Oh yeah, the politicians who love and tax us for the chillun sake appointed these sexist racist bigots.
If you can prove great humiliation that led to erectile dysfunction, the sky's the limit.
Tee hee, an aside here ... years ago, my mom had a vanity plate on her car, but she spelled it with DOLLINK. She never HAD so many people come up and tell her how much they loved that!!
I will sue the next time I have to watch a chic movie.
It really just has to do with character, not sex. If someone yells and screams, lunges -- THAT is inappropriate, period. But to make it a sex-discrimination crime elevates it to a 'more worthy' violation. Like a hate crime. 'Appropriate' is more appropriate if you're a woman.
I think this is so wrong.
The NEA is a bunch of whiney, cry-baby, power-hungry women. And too often the Principals are frightened of women and afraid to stand up to them. Bad combo.
Hahaha, you said "it's Julie"???? hahahaha, great job. worth being fired. and at your next interview, you said -- "I was fired because I ..." . oh hahaha. Was it Gray Davis, by any chance?? didn't he scream and holler??
"spelled it with DOLLINK"
OOOOOOOh - I like that! I like that very much. If I had not just reregistered my car, I would get that on my plates. THAT IS GREAT!
I'm a boss who has chewed a subordinate's @ss more than once, and would do it again.
Some folks can be led by example. Some need a kick in the rear end. There is no universally effective way to deal with people - each one is an individual and will respond differently.
I find that waiting until they start to wind down (with no reaction), then sweetly and quietly asking "Are you finished?" makes then turn the most extraordinary shade of purple...
I'm in the USAF. The USAF doesn't allow (formally) additional duties as punishment unless full proceedings have been held. Hitting a person is also a no-no. And I don't have the option of firing a subordinate for being stupid, nor do I have the option of hiring who I want. I have to take what I get, and then get performance out of them regardless.
That is why the fine art of @ss-chewing is worth learning. Used correctly, it gets the job done on someone who would take years to learn by my good example - or would never learn.
There is also nothing wrong with well-earned public humiliation. It can set standards and encourage others to perform.
Leadership has no universal rules. Different people respond in different ways to different actions - it is up to the leader to reach into his bag of tricks and find the way that works best for each individual.
I've seen too many ignorant goofballs straighten out after a good chewing to believe it is 'always' wrong. And I've talked to too many senior NCOs who say their lives were turned around - in a positive way - by someone who kicked their rear end until they learned to perform without it.
Must be nice to be able to choose who you hire, or have quiet talks that inspire future performance. But when you're out in the field 10,000 miles from home and you have a boat anchor in the group...well, an attitude adjustment can be in order. My all time favorite that I heard about was when some guys grabbed a 'boat anchor' type and threw him into the slit latrine & told him they'd do it daily until he got his act together. Needless to say, he started working harder right away - and the senior NCOs & officers had the good sense to look the other way.

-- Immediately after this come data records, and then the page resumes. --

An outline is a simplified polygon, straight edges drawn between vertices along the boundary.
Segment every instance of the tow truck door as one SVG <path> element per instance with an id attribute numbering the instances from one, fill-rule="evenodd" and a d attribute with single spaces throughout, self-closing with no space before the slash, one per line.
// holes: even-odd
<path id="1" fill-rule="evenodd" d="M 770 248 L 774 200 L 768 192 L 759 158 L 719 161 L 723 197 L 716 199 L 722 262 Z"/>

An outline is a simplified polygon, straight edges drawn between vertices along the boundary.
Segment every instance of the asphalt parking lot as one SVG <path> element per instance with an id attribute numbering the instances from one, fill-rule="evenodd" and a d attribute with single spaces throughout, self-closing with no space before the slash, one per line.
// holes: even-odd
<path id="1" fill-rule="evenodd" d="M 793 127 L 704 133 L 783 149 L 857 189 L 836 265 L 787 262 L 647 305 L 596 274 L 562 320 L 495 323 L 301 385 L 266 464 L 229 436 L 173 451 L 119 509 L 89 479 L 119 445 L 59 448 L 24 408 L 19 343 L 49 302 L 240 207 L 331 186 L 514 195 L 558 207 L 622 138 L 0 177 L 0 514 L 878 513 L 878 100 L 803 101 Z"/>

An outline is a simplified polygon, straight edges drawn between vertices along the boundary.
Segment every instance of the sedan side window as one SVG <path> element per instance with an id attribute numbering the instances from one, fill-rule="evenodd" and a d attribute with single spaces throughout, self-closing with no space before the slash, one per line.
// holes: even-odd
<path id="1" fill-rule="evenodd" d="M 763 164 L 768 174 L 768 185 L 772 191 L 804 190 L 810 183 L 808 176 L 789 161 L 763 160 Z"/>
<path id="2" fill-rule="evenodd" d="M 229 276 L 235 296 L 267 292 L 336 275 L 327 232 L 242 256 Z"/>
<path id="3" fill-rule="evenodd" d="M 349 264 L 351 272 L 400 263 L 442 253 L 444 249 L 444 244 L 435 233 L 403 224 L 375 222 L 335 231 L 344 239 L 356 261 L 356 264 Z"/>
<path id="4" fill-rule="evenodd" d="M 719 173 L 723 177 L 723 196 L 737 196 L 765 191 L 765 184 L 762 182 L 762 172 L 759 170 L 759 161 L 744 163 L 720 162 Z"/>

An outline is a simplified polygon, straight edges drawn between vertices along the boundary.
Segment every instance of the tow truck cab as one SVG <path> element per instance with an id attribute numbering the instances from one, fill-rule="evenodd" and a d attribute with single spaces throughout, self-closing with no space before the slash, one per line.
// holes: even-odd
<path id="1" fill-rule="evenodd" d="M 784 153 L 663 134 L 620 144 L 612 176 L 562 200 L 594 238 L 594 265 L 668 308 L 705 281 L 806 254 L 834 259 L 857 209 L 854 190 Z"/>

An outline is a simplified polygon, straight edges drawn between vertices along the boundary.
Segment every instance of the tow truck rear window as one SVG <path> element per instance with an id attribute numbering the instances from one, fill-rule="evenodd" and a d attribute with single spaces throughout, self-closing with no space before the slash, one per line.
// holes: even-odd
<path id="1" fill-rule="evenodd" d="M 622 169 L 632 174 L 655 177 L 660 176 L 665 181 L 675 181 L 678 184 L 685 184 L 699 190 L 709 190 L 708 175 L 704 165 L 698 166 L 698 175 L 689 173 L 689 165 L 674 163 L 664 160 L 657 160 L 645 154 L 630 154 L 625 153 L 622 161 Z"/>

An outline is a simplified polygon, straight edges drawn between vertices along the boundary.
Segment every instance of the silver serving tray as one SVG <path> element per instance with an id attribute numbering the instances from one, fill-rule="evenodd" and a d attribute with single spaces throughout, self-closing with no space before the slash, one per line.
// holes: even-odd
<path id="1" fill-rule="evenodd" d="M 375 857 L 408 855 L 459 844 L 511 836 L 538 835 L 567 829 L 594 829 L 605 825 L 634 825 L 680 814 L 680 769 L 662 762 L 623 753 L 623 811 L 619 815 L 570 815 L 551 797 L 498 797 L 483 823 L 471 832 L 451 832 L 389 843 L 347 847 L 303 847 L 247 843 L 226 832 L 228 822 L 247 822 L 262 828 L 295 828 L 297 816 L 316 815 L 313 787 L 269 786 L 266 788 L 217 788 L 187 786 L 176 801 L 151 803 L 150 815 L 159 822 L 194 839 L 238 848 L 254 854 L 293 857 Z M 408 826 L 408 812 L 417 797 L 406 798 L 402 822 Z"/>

Wonder what the 9th would say about that?
Not if they are government employees and work for the union. They have protection against arbitrary disciplinary actions. They got rights you know.
Brilliant!
ROTFLOL!
I'm making the "Y" over my head right now,
and heading next to the "M"...
and so it goes. ;o)
Finally someone else got the real point of the story.
It's against the NEA! They're eating their own again!